For details, refer to configuration.

Note

Updating theautomatic matching algorithm takes quite a bit of time. However, the update mechanismchecks if your data has changed before doing the heavy lifting. If youexperience the algorithm taking too much cpu time, consider changing theschedule in the admin interface to daily. You can also manually invokethe task by changing the date and time of the next run to today/now.

The actual matching of the algorithm is fast and works on Raspberry Pias well as on any other device.

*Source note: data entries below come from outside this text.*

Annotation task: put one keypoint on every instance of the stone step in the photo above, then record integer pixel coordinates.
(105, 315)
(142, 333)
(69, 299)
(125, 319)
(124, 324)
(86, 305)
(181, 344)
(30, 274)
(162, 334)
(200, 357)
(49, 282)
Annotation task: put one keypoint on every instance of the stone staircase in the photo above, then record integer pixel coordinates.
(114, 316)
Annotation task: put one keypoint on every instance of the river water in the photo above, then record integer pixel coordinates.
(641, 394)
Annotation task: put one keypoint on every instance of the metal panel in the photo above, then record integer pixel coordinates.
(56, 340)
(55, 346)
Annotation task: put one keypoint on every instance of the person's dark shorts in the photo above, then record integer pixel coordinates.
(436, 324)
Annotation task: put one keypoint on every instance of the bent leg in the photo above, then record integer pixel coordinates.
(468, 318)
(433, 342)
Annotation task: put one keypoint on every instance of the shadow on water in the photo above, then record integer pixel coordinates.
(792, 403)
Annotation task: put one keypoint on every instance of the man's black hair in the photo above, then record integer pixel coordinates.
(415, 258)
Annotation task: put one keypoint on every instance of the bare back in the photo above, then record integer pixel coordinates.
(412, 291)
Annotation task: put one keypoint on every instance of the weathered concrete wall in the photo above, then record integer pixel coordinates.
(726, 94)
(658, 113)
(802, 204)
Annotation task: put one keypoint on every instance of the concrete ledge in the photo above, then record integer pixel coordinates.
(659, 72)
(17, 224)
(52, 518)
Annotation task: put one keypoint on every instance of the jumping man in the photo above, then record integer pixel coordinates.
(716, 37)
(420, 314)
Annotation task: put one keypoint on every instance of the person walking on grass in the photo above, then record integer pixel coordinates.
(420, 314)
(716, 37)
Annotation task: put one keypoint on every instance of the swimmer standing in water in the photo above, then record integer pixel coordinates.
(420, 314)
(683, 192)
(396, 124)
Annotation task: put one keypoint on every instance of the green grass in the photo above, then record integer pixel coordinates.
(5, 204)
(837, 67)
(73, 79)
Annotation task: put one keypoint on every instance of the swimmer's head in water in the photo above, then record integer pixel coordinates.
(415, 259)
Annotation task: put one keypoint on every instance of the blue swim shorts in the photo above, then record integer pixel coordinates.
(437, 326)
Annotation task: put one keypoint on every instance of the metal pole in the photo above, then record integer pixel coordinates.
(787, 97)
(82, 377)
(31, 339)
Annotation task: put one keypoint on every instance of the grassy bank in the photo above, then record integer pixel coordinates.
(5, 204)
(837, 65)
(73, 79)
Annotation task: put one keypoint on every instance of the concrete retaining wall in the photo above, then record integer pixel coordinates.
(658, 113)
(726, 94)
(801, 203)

Please see the wiki for user-maintained documentation of using nginx with Paperless-ngx.

Please see the wiki for user-maintained documentation of how to configure security tools like Fail2ban with Paperless-ngx.

Setup - Paperless-ngx (2024)
Top Articles
Latest Posts
Article information

Author: Prof. An Powlowski

Last Updated:

Views: 5989

Rating: 4.3 / 5 (44 voted)

Reviews: 91% of readers found this page helpful

Author information

Name: Prof. An Powlowski

Birthday: 1992-09-29

Address: Apt. 994 8891 Orval Hill, Brittnyburgh, AZ 41023-0398

Phone: +26417467956738

Job: District Marketing Strategist

Hobby: Embroidery, Bodybuilding, Motor sports, Amateur radio, Wood carving, Whittling, Air sports

Introduction: My name is Prof. An Powlowski, I am a charming, helpful, attractive, good, graceful, thoughtful, vast person who loves writing and wants to share my knowledge and understanding with you.